Reputation: 154
I've created an xpath expression to target an element so that I can extract a certain information out of some html elements using xpath within scrapy. I can't reach it anyway.
Html elements:
<div class="rates">
<label>
Rates :
</label>
R 3500
<br class="hidden-md hidden-lg">
</div>
I wish to extract R 3500
out of it.
I've tried with:
from scrapy import Selector
html = """
<div class="rates">
<label>
Rates :
</label>
R 3500
<br class="hidden-md hidden-lg">
</div>
"""
sel = Selector(text=html)
rate = sel.xpath("//*[@class='rates']/label/following::*").get()
print(rate)
Upon running my above script this is what I'm getting <br class="hidden-md hidden-lg">
whereas I wish to get R 3500
.
I could have used .tail
if opted for lxml
. However, when I go for scrapy I don't find anything similar.

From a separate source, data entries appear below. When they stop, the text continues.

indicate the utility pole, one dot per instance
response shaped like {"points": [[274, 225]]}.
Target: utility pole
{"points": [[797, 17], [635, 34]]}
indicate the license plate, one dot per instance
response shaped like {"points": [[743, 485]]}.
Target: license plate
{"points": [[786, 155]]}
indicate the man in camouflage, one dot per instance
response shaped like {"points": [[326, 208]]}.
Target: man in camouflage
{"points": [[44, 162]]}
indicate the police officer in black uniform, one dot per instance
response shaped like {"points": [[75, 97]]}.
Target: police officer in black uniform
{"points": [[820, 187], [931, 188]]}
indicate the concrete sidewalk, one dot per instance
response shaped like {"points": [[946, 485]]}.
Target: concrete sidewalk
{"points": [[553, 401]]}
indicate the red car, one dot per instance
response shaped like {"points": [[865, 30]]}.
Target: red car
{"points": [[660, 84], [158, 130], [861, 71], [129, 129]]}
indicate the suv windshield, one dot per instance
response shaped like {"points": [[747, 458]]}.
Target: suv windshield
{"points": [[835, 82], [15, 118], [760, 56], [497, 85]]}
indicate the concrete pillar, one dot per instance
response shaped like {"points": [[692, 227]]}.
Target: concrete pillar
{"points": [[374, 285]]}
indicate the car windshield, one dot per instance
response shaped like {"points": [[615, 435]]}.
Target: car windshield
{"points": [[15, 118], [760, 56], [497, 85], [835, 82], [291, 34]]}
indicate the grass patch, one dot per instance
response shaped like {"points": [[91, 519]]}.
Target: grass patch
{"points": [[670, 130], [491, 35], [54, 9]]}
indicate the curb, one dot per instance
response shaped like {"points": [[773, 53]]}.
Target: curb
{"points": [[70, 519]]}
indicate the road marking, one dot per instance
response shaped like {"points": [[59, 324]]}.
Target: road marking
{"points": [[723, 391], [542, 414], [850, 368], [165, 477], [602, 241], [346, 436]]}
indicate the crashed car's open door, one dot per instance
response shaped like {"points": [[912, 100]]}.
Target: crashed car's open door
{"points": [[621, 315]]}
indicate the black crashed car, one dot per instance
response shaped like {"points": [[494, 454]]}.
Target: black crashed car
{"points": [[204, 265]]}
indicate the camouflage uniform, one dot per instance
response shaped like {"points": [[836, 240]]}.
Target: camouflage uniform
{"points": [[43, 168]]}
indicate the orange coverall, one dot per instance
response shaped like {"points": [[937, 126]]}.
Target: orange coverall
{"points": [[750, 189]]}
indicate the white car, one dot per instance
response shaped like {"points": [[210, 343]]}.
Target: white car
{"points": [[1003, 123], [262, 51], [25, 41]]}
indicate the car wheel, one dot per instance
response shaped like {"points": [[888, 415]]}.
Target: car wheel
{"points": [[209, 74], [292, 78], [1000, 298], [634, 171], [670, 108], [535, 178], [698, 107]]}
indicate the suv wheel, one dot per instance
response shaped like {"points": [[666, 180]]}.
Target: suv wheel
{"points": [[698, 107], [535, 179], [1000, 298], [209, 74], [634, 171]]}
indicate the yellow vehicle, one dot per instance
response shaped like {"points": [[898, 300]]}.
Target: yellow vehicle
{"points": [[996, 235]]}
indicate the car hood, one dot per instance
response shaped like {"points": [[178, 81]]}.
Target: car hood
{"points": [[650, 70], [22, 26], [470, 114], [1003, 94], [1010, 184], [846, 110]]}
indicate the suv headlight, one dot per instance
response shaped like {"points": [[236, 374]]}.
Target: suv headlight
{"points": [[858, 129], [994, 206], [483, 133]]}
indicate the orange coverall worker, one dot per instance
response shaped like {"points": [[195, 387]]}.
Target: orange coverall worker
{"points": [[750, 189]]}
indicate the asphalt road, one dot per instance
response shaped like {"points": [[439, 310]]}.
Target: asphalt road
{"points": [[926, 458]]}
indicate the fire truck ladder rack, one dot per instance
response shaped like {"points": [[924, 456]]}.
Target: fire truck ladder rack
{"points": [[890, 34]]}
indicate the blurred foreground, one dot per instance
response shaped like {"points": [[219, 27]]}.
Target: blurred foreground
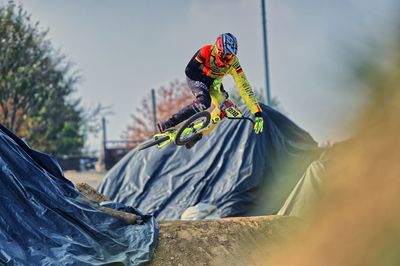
{"points": [[356, 219]]}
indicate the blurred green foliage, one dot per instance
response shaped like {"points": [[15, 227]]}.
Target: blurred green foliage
{"points": [[36, 83]]}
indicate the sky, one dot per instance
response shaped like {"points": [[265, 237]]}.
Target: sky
{"points": [[124, 48]]}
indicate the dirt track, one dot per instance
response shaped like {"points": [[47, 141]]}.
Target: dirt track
{"points": [[231, 241]]}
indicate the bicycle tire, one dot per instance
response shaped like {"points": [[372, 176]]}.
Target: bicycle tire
{"points": [[182, 141], [152, 142]]}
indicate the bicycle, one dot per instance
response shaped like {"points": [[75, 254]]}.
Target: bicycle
{"points": [[200, 123]]}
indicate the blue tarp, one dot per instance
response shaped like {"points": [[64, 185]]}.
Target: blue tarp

How can I extract that rate out of the html elements using xpath?
Upvotes: 2
Views: 173
Reputation: 22617
To complement the accepted answer, which is entirely correct, here is an explanation why
//*[@class='rates']/label/following::*
given the document
<div class="rates">
<label>
Rates :
</label>
R 3500
<br class="hidden-md hidden-lg">
</div>
does not return the text R 3500
: *
only selects element nodes that follow after label
elements, but not text nodes. Elements and text nodes are different concepts in the XPath document model. You can test this claim with a slightly different document:
<div class="rates">
<label>
Rates :
</label>
<any>R 3500</any>
<br class="hidden-md hidden-lg">
</div>
Which causes your code to return the any
element.
Both text()
(more specific) and node()
(more general) select this text node, and in this case both the following::
and following-sibling::
axes work.
Upvotes: 1
Reputation: 92854
To get a text node as a following-sibling
after the label
node:
...
sel = Selector(text=html)
rate = sel.xpath("//*[@class='rates']/label/following-sibling::text()").get().strip()
print(rate)
The output:
R 3500
Addition: "//*[@class='rates']/label/following::text()"
should also work.
https://www.w3.org/TR/1999/REC-xpath-19991116#axes
Upvotes: 3